May’s timing coincides with what Bank of England Deputy Governor Ben Broadbent has called a “sweet spot” for exporters, who are benefiting from a weaker pound while their EU trading arrangements -- with full access to the single market -- remain in place.
Her calculation may be supported by the better-than-expected growth since the referendum in June. The outperformance contrasts starkly to the bleak predictions about leaving the bloc from former Chancellor of the Exchequer George Osborne a year ago this week.
But one area where Brexit has started to bite has been inflation, with sterling’s decline pushing the pace of price increases to the fastest in more than three years. Coupled with lackluster wage growth, that’s eating into spending power, with real earnings almost stagnant.
That’s adding to pressures on households, which saw the level of cash they have available to spend drop at the fastest pace since 2014 this month, according to an IHS Markit survey.
“From an economic point of view, it certainly looks to make the most sense for the Conservative government to hold a general election as soon as possible,” said Howard Archer, an economist at IHS Markit in London. “The government will hardly be oblivious to the fact that life is likely to get more difficult economically for voters over the coming months.”
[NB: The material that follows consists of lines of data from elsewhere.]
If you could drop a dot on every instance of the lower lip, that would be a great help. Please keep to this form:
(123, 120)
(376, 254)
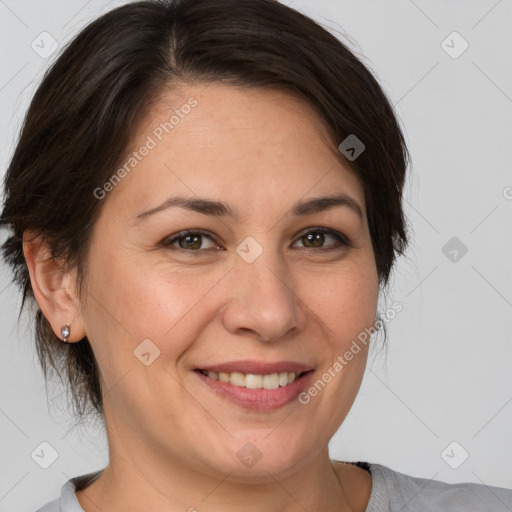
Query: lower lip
(258, 399)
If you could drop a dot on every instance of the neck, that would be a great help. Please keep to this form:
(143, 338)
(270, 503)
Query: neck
(171, 484)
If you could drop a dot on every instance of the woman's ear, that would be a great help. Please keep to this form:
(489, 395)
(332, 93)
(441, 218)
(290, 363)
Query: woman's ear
(54, 287)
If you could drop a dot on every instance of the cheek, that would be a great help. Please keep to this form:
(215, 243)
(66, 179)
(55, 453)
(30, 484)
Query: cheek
(344, 300)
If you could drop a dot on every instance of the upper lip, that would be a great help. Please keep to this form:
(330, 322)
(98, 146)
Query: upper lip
(257, 367)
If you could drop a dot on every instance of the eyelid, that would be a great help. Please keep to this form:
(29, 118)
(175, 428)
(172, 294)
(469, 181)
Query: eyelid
(342, 239)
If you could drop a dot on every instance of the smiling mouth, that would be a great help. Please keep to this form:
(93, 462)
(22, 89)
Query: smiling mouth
(254, 381)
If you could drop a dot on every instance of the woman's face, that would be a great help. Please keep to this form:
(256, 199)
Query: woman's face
(251, 289)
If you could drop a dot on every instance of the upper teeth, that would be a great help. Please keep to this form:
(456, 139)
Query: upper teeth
(252, 381)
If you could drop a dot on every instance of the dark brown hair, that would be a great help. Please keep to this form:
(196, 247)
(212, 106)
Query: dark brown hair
(88, 106)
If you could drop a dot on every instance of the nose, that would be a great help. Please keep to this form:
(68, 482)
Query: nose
(263, 302)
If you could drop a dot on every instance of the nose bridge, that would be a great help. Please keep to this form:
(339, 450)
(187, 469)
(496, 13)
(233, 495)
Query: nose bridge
(264, 299)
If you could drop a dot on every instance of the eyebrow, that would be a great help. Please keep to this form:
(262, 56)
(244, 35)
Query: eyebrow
(219, 209)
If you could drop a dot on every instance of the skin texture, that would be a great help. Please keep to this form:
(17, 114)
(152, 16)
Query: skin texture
(173, 442)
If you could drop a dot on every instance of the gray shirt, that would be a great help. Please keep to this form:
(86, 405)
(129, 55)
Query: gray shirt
(391, 492)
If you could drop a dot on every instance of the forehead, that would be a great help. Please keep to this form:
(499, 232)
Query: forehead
(259, 146)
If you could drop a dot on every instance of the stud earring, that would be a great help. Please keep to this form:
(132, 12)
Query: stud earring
(65, 333)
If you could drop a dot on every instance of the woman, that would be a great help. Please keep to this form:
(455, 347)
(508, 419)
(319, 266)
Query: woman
(205, 201)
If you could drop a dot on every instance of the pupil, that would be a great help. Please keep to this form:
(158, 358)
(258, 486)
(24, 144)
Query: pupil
(318, 236)
(195, 238)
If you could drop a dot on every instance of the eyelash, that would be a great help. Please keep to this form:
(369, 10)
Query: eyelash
(342, 240)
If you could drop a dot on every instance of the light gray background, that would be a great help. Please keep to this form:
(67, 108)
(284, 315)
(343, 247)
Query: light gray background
(447, 376)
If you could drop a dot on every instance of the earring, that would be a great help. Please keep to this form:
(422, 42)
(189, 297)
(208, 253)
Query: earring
(65, 333)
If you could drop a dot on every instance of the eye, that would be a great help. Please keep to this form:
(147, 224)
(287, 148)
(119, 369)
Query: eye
(191, 239)
(316, 236)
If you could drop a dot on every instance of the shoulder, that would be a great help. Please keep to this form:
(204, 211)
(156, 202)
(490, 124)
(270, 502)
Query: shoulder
(67, 501)
(53, 506)
(393, 491)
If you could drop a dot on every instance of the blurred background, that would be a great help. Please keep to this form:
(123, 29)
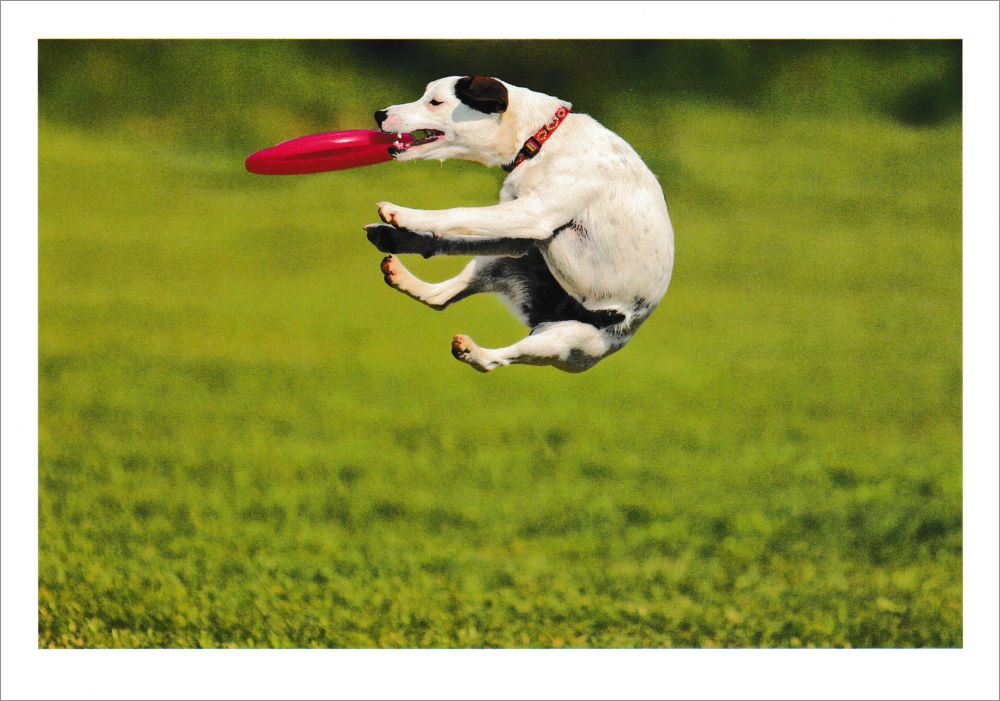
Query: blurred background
(248, 440)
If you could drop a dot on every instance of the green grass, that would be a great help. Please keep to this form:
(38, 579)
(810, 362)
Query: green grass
(247, 439)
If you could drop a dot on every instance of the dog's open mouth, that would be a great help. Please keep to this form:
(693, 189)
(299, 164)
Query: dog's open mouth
(420, 137)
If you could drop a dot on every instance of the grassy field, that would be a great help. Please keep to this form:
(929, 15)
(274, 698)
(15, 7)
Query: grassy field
(248, 440)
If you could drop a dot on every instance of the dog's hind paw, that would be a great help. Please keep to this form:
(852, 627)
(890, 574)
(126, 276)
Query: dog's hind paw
(466, 350)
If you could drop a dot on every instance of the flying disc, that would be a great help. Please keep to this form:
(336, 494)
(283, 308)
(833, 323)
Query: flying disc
(332, 150)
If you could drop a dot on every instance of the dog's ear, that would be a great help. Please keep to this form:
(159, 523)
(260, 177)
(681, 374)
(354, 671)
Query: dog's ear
(487, 95)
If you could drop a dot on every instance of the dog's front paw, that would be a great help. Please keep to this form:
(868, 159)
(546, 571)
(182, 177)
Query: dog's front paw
(389, 239)
(388, 212)
(406, 218)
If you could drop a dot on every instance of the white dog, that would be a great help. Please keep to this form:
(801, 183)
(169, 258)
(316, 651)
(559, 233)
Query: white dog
(580, 246)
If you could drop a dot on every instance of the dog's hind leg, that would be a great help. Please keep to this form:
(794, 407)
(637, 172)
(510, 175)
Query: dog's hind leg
(572, 346)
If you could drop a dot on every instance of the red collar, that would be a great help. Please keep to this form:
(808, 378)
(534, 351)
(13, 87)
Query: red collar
(534, 143)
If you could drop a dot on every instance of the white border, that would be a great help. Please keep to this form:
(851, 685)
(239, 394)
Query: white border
(32, 674)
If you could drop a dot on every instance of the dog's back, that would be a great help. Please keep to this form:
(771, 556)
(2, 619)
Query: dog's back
(617, 253)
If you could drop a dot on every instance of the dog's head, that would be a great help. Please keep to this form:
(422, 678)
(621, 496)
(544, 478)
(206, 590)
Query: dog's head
(472, 118)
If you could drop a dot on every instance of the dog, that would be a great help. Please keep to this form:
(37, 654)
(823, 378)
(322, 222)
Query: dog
(580, 247)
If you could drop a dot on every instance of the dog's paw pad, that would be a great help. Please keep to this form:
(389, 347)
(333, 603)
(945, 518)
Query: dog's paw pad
(387, 212)
(463, 348)
(389, 266)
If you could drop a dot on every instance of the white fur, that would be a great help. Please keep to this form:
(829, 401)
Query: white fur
(621, 249)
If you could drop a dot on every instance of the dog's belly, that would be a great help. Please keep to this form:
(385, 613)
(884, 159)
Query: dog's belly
(621, 267)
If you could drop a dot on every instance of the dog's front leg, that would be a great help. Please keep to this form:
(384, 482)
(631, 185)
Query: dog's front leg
(522, 218)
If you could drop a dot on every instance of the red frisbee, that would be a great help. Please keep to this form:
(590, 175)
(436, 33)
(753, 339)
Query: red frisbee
(332, 150)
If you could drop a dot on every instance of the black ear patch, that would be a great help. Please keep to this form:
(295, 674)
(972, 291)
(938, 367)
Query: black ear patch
(487, 95)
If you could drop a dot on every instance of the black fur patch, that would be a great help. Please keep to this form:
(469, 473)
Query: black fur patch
(487, 95)
(542, 298)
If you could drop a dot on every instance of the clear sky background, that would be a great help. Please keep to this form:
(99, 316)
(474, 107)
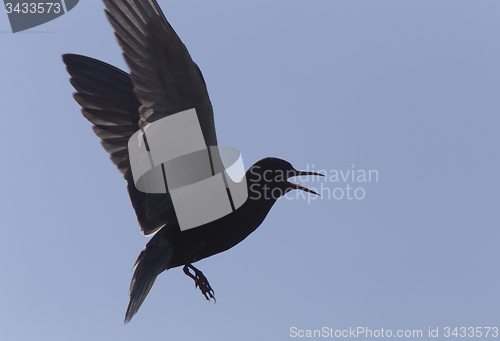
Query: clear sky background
(407, 88)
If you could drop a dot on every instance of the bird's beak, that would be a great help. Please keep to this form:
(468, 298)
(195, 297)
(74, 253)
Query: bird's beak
(303, 173)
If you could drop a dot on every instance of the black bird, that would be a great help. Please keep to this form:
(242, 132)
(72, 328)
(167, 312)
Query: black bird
(163, 81)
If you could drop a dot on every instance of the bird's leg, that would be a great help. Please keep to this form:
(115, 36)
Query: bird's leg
(200, 281)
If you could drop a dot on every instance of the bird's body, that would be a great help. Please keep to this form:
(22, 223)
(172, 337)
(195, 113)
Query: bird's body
(164, 81)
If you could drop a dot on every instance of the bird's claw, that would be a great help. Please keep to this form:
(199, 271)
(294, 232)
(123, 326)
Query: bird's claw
(200, 281)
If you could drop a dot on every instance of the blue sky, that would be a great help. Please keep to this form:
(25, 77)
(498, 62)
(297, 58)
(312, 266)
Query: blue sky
(407, 88)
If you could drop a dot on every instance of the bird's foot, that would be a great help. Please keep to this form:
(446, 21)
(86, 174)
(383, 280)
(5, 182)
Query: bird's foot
(200, 281)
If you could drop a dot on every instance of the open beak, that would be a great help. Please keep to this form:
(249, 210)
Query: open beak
(302, 173)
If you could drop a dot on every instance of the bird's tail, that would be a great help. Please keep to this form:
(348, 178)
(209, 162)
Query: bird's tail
(151, 262)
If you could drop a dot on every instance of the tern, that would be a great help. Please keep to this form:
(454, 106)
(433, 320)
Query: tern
(163, 81)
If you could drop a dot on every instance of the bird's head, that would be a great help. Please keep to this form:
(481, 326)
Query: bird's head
(268, 178)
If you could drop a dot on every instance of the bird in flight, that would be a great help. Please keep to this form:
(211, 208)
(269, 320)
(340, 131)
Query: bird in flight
(163, 81)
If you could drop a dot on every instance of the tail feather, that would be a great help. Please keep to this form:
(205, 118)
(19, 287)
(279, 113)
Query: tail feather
(149, 264)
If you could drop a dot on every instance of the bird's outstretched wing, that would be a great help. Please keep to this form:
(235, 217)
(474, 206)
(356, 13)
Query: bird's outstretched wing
(164, 80)
(106, 96)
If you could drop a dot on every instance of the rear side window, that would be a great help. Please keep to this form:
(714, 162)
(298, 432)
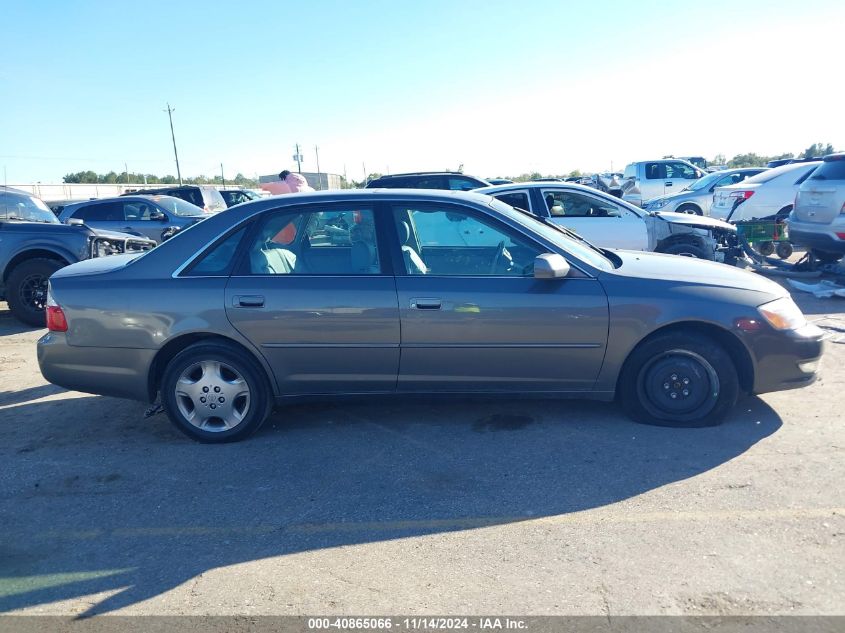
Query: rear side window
(220, 259)
(830, 170)
(518, 199)
(104, 212)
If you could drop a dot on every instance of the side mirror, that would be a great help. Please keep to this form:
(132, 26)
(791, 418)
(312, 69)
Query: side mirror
(550, 266)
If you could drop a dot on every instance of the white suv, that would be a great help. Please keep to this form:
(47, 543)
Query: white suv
(817, 221)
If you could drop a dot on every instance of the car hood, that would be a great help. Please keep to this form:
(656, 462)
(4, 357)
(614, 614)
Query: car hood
(96, 265)
(688, 270)
(691, 219)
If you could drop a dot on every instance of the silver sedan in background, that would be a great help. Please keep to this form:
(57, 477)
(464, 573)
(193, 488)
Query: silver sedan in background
(697, 197)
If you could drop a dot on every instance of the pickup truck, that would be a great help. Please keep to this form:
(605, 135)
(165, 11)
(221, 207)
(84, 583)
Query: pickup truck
(34, 245)
(645, 180)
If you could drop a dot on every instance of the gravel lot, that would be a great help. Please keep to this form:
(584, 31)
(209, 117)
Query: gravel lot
(502, 507)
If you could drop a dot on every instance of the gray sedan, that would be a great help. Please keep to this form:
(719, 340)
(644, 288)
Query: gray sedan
(155, 217)
(697, 197)
(378, 292)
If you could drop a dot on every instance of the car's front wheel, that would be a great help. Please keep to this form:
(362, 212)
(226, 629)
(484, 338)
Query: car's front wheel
(215, 392)
(679, 379)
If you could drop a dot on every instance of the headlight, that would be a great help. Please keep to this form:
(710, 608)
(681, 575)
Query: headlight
(782, 314)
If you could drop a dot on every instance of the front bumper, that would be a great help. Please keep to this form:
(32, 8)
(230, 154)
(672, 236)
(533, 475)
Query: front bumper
(787, 360)
(105, 371)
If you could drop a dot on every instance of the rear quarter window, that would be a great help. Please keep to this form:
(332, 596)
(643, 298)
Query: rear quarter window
(830, 170)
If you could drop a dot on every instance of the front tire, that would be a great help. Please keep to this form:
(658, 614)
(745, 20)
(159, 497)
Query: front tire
(26, 290)
(677, 379)
(215, 393)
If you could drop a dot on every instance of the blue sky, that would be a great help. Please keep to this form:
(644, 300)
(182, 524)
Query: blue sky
(500, 87)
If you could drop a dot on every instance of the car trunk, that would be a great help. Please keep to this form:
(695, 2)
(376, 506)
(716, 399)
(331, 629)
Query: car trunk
(817, 202)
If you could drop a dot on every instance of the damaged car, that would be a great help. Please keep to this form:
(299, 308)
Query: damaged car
(610, 222)
(34, 245)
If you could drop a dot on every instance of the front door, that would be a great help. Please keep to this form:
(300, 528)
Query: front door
(314, 293)
(475, 319)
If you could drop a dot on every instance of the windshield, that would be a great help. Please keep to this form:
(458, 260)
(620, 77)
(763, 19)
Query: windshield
(703, 183)
(20, 206)
(583, 250)
(177, 206)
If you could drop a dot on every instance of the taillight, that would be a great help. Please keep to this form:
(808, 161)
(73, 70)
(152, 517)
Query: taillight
(742, 195)
(56, 321)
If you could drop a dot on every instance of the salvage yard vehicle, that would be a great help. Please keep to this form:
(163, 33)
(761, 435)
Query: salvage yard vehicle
(355, 292)
(613, 223)
(451, 180)
(645, 180)
(155, 217)
(768, 195)
(206, 197)
(817, 220)
(34, 245)
(697, 197)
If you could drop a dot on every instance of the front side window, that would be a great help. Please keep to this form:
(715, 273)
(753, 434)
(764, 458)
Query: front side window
(569, 204)
(456, 183)
(517, 199)
(336, 241)
(103, 212)
(453, 242)
(681, 170)
(655, 171)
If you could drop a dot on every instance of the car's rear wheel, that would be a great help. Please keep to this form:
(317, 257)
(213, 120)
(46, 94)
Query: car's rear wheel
(26, 289)
(678, 379)
(690, 208)
(214, 392)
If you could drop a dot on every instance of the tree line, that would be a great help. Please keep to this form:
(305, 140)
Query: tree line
(112, 178)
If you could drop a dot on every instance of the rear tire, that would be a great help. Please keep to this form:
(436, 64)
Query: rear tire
(679, 379)
(215, 393)
(26, 290)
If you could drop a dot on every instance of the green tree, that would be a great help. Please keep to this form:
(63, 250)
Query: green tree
(817, 149)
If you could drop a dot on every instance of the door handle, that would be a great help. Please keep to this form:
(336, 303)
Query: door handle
(248, 301)
(425, 303)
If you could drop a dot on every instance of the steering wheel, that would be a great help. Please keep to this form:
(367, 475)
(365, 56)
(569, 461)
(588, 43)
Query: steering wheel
(501, 252)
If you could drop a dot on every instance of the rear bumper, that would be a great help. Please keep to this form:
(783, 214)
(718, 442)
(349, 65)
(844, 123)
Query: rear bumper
(787, 360)
(106, 371)
(820, 238)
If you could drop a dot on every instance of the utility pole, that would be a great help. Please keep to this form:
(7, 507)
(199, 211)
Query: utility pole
(319, 177)
(298, 158)
(170, 112)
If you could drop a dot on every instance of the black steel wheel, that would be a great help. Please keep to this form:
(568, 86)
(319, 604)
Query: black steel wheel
(26, 289)
(679, 380)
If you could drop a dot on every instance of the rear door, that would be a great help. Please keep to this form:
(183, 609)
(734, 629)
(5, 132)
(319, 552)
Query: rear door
(475, 319)
(821, 198)
(600, 221)
(316, 294)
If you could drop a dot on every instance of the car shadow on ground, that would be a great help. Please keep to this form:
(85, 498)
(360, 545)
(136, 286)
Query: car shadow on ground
(97, 499)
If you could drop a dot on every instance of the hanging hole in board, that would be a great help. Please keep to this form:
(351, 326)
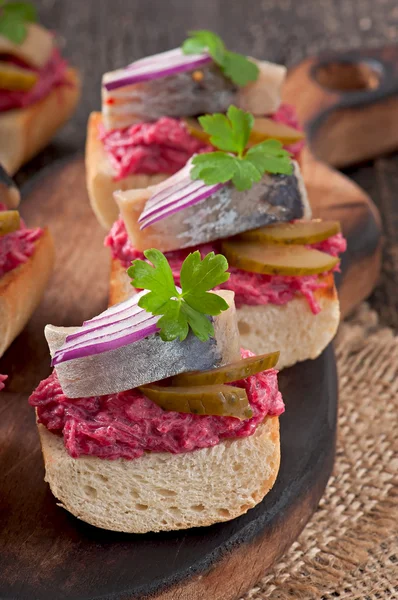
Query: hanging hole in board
(346, 76)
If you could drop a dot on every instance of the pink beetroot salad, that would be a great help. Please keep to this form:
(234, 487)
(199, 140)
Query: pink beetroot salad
(249, 288)
(150, 148)
(17, 247)
(52, 75)
(165, 146)
(127, 424)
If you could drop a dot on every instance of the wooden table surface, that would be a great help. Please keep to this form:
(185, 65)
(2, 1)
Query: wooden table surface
(99, 35)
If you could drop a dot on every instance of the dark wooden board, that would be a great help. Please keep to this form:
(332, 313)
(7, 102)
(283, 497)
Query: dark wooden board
(348, 103)
(45, 553)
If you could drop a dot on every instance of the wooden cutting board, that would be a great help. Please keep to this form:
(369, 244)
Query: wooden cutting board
(45, 553)
(348, 103)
The bleaker outlook could be an opening for the opposition Labour Party during the election campaign. While the economy has enjoyed four years of uninterrupted expansion, leader Jeremy Corbyn has argued that the spoils haven’t been evenly shared and, in his response to the election call, said the government has “delivered falling living standards.”
“What this election is about is that the government has seen that the economy at the moment is going to turn,” John McDonnell, Labour’s economy spokesman, said in a BBC interview Wednesday. “We’re seeing inflation increasing, we’re seeing wages stagnate and we’re seeing people in heavy debt as a result of that. They know the economy is turning over the next 12 months and they’ll be deeply unpopular.”
Despite the drag from inflation, and the potential weight of Brexit on companies’ investment plans, the economy still has momentum.
While some economists anticipate that weaker domestic demand means U.K. growth will slow this year, consensus in Bloomberg’s latest survey is for 1.8 percent growth, matching 2016’s pace. The IMF sees expansion of 2 percent, almost double the rate it predicted six months ago.
There’s also a chance that, with unemployment below 5 percent, the pickup in inflation is at least partly matched by wage growth, softening the hit on consumers.
The election is unlikely to affect the outlook for Bank of England interest rates, according to Rob Wood, chief U.K. economist at Bank of America Merrill Lynch.
While one policy maker to vote for an interest-rate increase last month, the majority argue the current stance should remain for now. The additional uncertainty of the election may strengthen their arguments against any change in the near term. The Monetary Policy Committee will announce its next decision on May 11, when it will also publish new economic projections.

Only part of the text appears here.